Dans la série, le destin de Prospero n’est que le début, et l’histoire introduit plus tard la tragédie des personnages Camille L’Espanaye, Leo Usher, Victorine LeFourcade, Tamerlane Usher, et Frederick Usher. Entre-temps, nous découvrons le mystérieux personnage d’Arthur Pym, interprété par Mark Hamill, qui travaille pour les Usher comme “homme à tout faire” dans la série, son personnage étant une réinterprétation du roman d’Edgar Allan Poe “The Narrative of Arthur Gordon Pym of Nantucket” (Le récit d’Arthur Gordon Pym de Nantucket).

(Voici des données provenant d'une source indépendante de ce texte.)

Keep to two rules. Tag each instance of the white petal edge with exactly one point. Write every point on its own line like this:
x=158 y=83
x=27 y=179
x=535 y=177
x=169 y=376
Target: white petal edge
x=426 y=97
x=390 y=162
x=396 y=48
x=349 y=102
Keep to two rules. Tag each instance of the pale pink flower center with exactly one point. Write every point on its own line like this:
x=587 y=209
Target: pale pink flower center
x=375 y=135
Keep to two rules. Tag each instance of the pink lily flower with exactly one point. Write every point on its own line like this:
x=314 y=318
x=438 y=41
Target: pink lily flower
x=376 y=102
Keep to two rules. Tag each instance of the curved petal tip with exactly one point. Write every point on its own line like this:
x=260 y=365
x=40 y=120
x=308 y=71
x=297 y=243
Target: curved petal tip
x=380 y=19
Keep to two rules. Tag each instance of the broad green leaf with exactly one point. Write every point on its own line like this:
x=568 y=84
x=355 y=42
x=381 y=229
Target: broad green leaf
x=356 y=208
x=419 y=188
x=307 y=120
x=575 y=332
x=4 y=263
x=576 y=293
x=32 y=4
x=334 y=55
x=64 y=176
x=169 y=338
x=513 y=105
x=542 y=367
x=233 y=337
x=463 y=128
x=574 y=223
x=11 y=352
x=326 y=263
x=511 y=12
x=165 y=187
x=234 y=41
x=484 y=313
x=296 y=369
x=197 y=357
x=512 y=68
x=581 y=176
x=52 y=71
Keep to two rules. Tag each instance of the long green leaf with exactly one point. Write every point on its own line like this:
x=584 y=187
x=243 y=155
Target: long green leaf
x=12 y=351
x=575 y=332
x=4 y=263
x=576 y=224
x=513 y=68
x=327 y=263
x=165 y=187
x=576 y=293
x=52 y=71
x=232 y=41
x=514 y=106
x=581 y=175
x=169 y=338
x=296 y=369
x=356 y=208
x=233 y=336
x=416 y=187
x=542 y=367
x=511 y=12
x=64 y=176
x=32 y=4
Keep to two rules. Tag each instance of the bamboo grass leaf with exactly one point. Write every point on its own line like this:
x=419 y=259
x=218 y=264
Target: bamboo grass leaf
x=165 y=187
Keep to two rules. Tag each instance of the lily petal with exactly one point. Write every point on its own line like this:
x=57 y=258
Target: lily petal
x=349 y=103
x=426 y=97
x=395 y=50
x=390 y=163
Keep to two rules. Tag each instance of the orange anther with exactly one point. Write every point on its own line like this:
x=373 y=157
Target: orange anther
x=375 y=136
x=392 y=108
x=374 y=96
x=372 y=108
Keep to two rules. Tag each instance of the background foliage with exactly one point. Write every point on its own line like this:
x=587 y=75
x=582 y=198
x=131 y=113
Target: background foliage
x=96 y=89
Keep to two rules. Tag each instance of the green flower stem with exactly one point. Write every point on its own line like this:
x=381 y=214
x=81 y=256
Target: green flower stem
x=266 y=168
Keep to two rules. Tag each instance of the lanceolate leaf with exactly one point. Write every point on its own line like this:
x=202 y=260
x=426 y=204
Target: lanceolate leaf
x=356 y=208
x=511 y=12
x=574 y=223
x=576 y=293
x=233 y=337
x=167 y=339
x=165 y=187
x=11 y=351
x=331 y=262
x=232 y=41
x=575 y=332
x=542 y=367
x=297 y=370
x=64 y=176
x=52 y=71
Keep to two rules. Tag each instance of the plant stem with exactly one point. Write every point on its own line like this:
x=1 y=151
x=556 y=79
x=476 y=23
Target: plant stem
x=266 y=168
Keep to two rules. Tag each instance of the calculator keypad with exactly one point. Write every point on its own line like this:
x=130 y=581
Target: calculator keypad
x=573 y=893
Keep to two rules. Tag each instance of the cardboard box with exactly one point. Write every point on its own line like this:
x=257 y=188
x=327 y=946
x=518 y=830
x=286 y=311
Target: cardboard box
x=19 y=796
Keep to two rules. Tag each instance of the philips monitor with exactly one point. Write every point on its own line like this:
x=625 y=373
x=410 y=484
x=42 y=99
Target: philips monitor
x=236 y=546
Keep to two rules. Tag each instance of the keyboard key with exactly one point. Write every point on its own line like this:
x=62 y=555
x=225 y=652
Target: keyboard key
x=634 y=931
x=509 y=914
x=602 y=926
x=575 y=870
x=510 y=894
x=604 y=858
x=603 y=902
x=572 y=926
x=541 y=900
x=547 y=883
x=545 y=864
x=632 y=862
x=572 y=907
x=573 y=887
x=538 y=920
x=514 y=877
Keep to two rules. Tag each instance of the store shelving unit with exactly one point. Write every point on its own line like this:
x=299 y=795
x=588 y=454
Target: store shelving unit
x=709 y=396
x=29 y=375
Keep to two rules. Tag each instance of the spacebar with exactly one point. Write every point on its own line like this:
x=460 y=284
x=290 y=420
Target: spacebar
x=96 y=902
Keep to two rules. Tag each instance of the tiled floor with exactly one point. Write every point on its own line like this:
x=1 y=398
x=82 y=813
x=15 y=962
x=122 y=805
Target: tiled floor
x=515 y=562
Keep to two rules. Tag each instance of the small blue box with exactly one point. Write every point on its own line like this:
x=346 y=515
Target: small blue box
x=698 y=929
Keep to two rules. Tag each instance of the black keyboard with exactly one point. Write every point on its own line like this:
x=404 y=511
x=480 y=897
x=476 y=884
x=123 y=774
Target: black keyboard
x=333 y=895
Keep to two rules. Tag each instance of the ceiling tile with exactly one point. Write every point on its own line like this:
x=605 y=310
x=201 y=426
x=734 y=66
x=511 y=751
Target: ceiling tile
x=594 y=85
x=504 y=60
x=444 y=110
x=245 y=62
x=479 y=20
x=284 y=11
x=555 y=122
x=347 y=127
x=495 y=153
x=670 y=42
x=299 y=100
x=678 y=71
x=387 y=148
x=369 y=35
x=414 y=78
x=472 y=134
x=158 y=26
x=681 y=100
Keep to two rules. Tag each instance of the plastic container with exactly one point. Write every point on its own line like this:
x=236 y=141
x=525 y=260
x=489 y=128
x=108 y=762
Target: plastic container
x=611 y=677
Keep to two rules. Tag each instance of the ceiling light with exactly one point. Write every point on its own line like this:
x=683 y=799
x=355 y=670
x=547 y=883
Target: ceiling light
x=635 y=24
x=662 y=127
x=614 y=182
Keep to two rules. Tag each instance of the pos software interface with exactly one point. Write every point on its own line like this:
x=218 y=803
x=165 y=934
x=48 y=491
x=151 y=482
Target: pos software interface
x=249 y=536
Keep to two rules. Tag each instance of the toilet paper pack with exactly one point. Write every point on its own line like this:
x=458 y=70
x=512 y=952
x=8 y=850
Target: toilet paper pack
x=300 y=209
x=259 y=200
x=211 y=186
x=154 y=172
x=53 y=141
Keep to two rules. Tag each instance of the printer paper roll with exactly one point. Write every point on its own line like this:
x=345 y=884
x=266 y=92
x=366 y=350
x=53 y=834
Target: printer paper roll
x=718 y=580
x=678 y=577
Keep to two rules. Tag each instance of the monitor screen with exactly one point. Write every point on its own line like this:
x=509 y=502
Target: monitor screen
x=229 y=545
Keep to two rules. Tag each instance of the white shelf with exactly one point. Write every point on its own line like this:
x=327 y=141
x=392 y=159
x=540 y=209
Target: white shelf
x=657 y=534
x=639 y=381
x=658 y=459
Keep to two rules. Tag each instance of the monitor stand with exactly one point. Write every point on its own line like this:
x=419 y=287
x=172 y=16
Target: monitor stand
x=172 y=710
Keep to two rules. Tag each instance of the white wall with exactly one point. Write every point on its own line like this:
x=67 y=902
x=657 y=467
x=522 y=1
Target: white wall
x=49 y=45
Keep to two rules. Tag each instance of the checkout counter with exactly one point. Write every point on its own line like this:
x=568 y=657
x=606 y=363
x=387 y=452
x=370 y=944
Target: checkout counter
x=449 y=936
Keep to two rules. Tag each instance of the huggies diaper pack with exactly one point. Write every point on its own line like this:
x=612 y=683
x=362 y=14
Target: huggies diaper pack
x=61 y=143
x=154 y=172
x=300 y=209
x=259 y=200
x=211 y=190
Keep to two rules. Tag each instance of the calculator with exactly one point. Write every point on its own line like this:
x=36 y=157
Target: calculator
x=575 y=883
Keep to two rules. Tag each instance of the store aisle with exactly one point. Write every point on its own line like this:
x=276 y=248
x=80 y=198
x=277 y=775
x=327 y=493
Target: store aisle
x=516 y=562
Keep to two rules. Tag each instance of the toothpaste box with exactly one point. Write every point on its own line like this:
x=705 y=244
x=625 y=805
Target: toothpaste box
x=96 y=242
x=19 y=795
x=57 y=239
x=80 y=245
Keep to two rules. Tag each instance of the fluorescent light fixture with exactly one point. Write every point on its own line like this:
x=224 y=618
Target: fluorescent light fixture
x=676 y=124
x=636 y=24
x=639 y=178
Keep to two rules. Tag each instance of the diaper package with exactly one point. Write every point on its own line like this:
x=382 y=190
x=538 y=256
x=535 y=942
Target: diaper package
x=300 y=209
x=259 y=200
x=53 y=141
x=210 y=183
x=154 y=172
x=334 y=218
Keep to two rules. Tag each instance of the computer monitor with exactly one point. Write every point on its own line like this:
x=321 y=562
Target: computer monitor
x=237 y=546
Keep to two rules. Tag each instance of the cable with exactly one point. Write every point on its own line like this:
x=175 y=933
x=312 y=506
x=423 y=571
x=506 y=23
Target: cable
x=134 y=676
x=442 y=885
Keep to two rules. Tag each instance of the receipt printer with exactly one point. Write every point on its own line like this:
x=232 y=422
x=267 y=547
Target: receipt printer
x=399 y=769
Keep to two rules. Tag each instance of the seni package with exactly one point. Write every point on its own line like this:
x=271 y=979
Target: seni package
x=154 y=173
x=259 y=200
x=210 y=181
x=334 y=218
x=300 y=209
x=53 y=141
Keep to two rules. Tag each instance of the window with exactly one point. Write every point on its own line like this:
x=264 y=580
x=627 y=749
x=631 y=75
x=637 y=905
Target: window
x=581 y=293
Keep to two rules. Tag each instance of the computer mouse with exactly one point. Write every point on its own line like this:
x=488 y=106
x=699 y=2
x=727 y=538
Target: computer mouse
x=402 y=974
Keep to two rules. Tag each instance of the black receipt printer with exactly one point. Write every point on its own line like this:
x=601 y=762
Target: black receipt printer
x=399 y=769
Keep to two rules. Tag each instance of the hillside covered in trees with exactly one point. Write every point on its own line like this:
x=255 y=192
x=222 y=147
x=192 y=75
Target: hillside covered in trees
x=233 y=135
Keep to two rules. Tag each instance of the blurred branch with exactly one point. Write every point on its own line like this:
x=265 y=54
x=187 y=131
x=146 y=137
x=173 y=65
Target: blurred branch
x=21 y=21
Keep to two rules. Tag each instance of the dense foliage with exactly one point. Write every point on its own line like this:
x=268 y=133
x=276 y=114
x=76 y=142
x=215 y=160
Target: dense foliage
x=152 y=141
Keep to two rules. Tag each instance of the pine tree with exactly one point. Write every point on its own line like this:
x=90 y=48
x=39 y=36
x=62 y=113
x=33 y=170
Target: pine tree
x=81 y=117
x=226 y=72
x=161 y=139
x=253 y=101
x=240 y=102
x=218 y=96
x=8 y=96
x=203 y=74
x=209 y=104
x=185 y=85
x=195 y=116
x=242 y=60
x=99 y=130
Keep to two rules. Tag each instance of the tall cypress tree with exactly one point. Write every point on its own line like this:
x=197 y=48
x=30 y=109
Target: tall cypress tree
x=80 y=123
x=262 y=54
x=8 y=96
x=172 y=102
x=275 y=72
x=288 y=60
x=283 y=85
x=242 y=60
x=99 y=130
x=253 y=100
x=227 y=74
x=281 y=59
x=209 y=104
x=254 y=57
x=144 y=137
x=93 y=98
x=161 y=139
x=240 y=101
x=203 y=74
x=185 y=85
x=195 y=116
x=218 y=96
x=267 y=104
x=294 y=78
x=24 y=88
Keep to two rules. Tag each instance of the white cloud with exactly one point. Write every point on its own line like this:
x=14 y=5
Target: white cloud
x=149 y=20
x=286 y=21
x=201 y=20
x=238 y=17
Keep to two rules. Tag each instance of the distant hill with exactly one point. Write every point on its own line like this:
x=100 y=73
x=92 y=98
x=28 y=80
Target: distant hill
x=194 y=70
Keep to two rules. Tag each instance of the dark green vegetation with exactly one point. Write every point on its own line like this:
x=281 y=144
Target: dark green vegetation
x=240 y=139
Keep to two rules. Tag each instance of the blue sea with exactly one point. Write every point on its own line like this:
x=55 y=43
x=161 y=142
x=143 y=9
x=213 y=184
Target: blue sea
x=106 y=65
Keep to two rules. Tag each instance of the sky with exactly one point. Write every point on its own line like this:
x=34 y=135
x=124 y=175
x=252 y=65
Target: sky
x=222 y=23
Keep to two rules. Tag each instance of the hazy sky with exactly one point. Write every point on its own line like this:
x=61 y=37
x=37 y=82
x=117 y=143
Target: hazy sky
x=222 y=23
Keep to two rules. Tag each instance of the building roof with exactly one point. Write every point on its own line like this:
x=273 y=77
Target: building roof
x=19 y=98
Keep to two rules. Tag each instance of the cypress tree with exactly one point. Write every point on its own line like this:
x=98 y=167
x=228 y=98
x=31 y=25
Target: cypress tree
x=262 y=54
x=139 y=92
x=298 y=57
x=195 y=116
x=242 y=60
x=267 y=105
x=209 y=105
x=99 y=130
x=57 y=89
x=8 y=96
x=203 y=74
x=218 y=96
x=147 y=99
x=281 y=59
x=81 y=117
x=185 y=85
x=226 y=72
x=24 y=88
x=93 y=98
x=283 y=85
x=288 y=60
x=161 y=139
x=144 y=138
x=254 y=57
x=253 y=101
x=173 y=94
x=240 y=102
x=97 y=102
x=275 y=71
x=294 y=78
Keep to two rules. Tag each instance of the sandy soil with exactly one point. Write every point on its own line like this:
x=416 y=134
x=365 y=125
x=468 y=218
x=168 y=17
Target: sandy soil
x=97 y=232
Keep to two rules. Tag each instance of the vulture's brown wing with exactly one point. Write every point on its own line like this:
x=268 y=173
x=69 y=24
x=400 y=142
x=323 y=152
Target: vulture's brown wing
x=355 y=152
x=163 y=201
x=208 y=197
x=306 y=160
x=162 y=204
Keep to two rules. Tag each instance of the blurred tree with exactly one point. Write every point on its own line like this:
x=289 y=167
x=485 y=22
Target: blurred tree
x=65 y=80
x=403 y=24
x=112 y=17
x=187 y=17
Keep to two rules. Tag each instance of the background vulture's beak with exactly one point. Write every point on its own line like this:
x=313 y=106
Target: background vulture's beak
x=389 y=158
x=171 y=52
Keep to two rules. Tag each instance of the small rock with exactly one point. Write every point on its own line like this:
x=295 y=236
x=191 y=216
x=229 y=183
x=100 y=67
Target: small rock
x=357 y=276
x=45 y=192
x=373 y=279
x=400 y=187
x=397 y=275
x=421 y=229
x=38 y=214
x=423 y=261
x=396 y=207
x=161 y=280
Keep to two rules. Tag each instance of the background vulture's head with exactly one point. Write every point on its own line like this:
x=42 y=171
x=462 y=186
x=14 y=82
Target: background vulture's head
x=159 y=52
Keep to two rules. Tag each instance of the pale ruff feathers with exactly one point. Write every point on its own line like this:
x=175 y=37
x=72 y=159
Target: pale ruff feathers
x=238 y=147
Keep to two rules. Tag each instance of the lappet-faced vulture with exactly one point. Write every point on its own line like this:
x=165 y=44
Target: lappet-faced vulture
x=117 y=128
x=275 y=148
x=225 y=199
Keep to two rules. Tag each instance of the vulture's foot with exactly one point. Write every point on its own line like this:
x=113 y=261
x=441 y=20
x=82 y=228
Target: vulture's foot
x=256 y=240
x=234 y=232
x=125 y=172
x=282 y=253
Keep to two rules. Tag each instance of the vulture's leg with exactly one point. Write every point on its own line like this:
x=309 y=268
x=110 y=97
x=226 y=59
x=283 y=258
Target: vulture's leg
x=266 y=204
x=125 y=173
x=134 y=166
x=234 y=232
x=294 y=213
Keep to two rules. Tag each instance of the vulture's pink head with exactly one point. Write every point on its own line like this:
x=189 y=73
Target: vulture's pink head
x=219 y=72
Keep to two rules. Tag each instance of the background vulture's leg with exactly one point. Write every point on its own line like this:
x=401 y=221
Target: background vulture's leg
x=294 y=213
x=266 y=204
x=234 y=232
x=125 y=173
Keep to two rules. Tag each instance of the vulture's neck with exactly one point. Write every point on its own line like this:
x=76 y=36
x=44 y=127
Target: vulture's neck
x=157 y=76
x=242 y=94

L’arc narratif n’est pas sans faille
Si l’on examine de plus près la narration globale de la saison de La chute de la maison Usher, on constate qu’elle s’enlise par endroits : parfois, les événements sont ralentis ou des éléments narratifs inutiles sont ajoutés. La plupart des retours en arrière sur le jeune Usher et Dupin sont faibles, surtout si on les compare aux mauvais tours que l’on voit dans le destin des enfants Usher. Je pense que pour faire tenir les épisodes en une heure, Flanagan et ses collaborateurs auraient pu s’appuyer davantage sur la structure épisodique, qui met en lumière une seule œuvre de Poe par chapitre. Cependant, chaque épisode est divertissant et plein de suspense, en grande partie grâce à la réalisation professionnelle de Flanagan, qui fait un excellent usage de la musique et d’un montage dynamique. Il est vrai que certaines scènes sont trop sombres, mais c’est une particularité de Netflix de nos jours et je m’y suis habitué.
Bien que l’intrigue soit captivante et que le matériau de base soit solide, le succès de La chute de la maison Usher est dû au choix des personnages de Mike Flanagan, qui a rassemblé de nombreux visages familiers. Tout le monde se débrouille bien ici, mais Greenwood et McDonnell sont particulièrement brillants. Greenwood, avec son charisme naturel, occupe facilement le devant de la scène, tandis que McDonnell se voit confier un rôle délicieux qu’il croque à pleines dents. Le style discret de Lumbly ajoute du sérieux à la production, tandis que Thomas et Hamill remplissent l’écran d’humour grâce à leurs performances légèrement (mais drôlement) ribaudes. L’ensemble est réuni par la créativité de Mike Flanagan dans son interaction avec les œuvres d’Edgar Allan Poe. Une partie de ce potentiel créatif peut être un peu débridé et informe, mais c’est quelque chose que Poe permettait rarement à ses personnages de faire, et c’est quelque chose qui peut être pardonné dans le cas de cette série.
-BadSector-
La chute de la maison Usher
Direction - 7.5
Acteurs - 8.2
Histoire - 7.4
Musique/Sons - 7.8
Ambiance - 7.8
7.7
BON
La série Netflix de Mike Flanagan, La chute de la maison Usher, modernise les œuvres d'Edgar Allan Poe à travers les tragédies d'une famille américaine de magnats de l'industrie pharmaceutique. La série mêle des éléments d'horreur et de drame en explorant le sombre passé de la famille et ses conséquences au cours de huit épisodes qui font froid dans le dos. La bravoure de la réalisation de Flanagan et une distribution bien choisie, ainsi que des motifs tirés des œuvres classiques de Poe, se combinent pour créer un récit captivant, même s'il est parfois trébuchant.